A solution contains ${\text{F}}{{\text{e}}^{{\text{2 + }}}}$ ,${\text{F}}{{\text{e}}^{{\text{3 + }}}}$ and ${{\text{I}}^ - }$ ions. This solution was treated with iodine at ${\text{35}}{\,^{\text{o}}}{\text{C}}$ . ${{\text{E}}^{\text{o}}}$ for ${\text{F}}{{\text{e}}^{{\text{3 + }}}}/{\text{F}}{{\text{e}}^{{\text{2 + }}}}$ is $ + 0.77$ V and ${{\text{E}}^{\text{o}}}$ for ${{\text{I}}_2}{\text{/2}}{{\text{I}}^ - }\, = \,0.536$ V. The favourable redox reaction is:

Answer 1

Hint: Standard reduction potential of the half-cell is given and we have to determine the favourable redox reaction means the reduction and oxidation reaction. We will check the reduction potential. The species having high reduction potential will get reduced and the species having low reduction potential will get oxidized.

Complete step-by-step answer:The given half-cell reduction reactions are as follows:
\[{\text{F}}{{\text{e}}^{{\text{3 + }}}} + \,{{\text{e}}^ - }\, \to \,{\text{F}}{{\text{e}}^{{\text{2 + }}}}\]; ${{\text{E}}^{\text{o}}}\, = \, + 0.77\,{\text{volt}}$
\[{{\text{I}}_2}\, + \,{\text{2}}{{\text{e}}^ - }\, \to {\text{2}}{{\text{I}}^ - }\,\]; ${{\text{E}}^{\text{o}}}\, = \, + 0.536\,{\text{volt}}$
Now, we will decide the cathodic and anodic reaction as follows:
The species having high reduction potential get reduced at the cathode and the species having low reduction potential get oxidized at the anode.
The reduction potential of \[{\text{F}}{{\text{e}}^{{\text{3 + }}}}\] ($ + 0.77\,{\text{volt}}$) is greater than the reduction potential of \[{{\text{I}}_2}\]($ + 0.536\,{\text{volt}}$) so, \[{\text{F}}{{\text{e}}^{{\text{3 + }}}}\] will get reduce at the cathode and \[{{\text{I}}_2}\] will get oxidized at the anode.
So, the reduction reaction of \[{\text{F}}{{\text{e}}^{{\text{3 + }}}}\] will take place at cathode and oxidation reaction of \[{{\text{I}}_2}\] will take place at anode.
Reduction: \[{\text{F}}{{\text{e}}^{{\text{3 + }}}} + \,{{\text{e}}^ - }\, \to \,{\text{F}}{{\text{e}}^{{\text{2 + }}}}\]
Oxidation: \[{\text{2}}{{\text{I}}^ - }\, \to {{\text{I}}_2}\, + \,{\text{2}}{{\text{e}}^ - }\]
So, the complete redox reaction is,
\[{\text{2}}\,{\text{F}}{{\text{e}}^{{\text{3 + }}}} + \,{\text{2}}{{\text{I}}^ - }\,\, \to \,2\,{\text{F}}{{\text{e}}^{{\text{2 + }}}}\,{\text{ + }}\,\,{{\text{I}}_2}\]

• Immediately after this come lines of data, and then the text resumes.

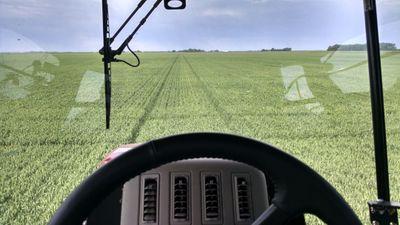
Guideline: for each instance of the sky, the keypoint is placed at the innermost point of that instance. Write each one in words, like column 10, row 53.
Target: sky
column 238, row 25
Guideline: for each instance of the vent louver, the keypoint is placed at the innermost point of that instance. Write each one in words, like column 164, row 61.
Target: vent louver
column 243, row 200
column 181, row 198
column 212, row 201
column 150, row 200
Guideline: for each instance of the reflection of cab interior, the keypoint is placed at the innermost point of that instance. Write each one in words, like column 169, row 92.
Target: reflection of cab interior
column 210, row 178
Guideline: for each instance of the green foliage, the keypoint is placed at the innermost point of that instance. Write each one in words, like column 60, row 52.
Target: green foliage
column 44, row 156
column 361, row 47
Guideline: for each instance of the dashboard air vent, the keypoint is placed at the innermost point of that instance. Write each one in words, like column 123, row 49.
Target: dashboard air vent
column 181, row 198
column 212, row 201
column 243, row 200
column 150, row 197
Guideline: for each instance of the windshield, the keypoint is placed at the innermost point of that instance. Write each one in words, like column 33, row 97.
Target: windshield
column 290, row 73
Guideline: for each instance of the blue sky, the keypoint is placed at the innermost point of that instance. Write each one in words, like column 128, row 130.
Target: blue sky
column 75, row 25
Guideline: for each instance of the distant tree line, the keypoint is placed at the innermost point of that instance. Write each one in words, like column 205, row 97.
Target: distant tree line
column 361, row 47
column 277, row 50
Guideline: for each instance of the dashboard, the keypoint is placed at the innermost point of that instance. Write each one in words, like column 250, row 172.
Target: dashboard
column 195, row 192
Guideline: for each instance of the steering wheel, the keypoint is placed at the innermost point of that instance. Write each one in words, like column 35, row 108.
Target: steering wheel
column 298, row 189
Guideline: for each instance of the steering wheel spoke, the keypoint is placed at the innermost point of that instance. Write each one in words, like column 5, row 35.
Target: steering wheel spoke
column 297, row 187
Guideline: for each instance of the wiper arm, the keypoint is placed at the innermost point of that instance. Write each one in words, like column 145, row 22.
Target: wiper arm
column 109, row 54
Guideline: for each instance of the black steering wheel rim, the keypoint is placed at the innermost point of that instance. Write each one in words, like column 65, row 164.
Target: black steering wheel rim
column 298, row 189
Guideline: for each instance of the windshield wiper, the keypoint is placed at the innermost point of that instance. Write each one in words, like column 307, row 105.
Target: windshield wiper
column 109, row 54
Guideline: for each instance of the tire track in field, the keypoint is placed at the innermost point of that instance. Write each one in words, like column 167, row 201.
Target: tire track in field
column 150, row 106
column 226, row 116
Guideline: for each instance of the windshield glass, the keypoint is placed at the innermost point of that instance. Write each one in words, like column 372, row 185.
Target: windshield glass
column 290, row 73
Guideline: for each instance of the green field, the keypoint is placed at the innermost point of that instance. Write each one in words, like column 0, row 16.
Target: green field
column 52, row 133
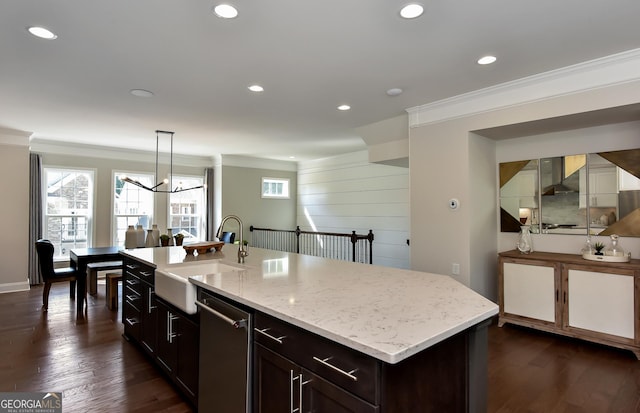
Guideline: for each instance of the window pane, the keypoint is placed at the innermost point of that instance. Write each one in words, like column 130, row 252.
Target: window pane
column 132, row 205
column 186, row 209
column 68, row 209
column 275, row 188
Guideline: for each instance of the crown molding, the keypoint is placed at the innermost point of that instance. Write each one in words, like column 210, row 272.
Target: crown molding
column 258, row 163
column 604, row 72
column 14, row 137
column 103, row 152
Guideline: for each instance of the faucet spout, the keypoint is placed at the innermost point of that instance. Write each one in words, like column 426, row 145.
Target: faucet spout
column 242, row 249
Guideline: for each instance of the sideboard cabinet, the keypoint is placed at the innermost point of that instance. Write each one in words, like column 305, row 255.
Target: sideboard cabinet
column 568, row 295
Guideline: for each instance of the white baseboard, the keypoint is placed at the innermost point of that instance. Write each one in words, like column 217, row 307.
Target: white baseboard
column 14, row 287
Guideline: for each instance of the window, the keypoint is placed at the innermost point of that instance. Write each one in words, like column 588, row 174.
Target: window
column 68, row 209
column 132, row 205
column 186, row 209
column 275, row 188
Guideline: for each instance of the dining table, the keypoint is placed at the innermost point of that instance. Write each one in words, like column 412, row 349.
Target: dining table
column 80, row 257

Therefore, the favourable redox reaction is \[{\text{2}}\,{\text{F}}{{\text{e}}^{{\text{3 + }}}} + \,{\text{2}}{{\text{I}}^ - }\,\, \to \,2\,{\text{F}}{{\text{e}}^{{\text{2 + }}}}\,{\text{ + }}\,\,{{\text{I}}_2}\].

Note:According to the electrochemical series the element having high reduction work as oxidising agent and the element having low reduction work as reducing agent. By determining the standard reduction potential of the cell we can determine that the cell will work or not. The following expression is used for the determination of standard reduction potential of the cell;
\[{\text{E}}_{{\text{cell}}}^ \circ {\text{ = }}\,{\text{E}}_{{\text{cathode}}}^ \circ \, - {\text{E}}_{{\text{anode}}}^ \circ \]
Where,
\[{\text{E}}_{{\text{cell}}}^ \circ \] is the standard reduction potential of the cell
\[{\text{E}}_{{\text{cathode}}}^ \circ \] is the reduction potential of the cathode half-cell
\[{\text{E}}_{{\text{anode}}}^ \circ \] is the reduction potential of the anode half-cell.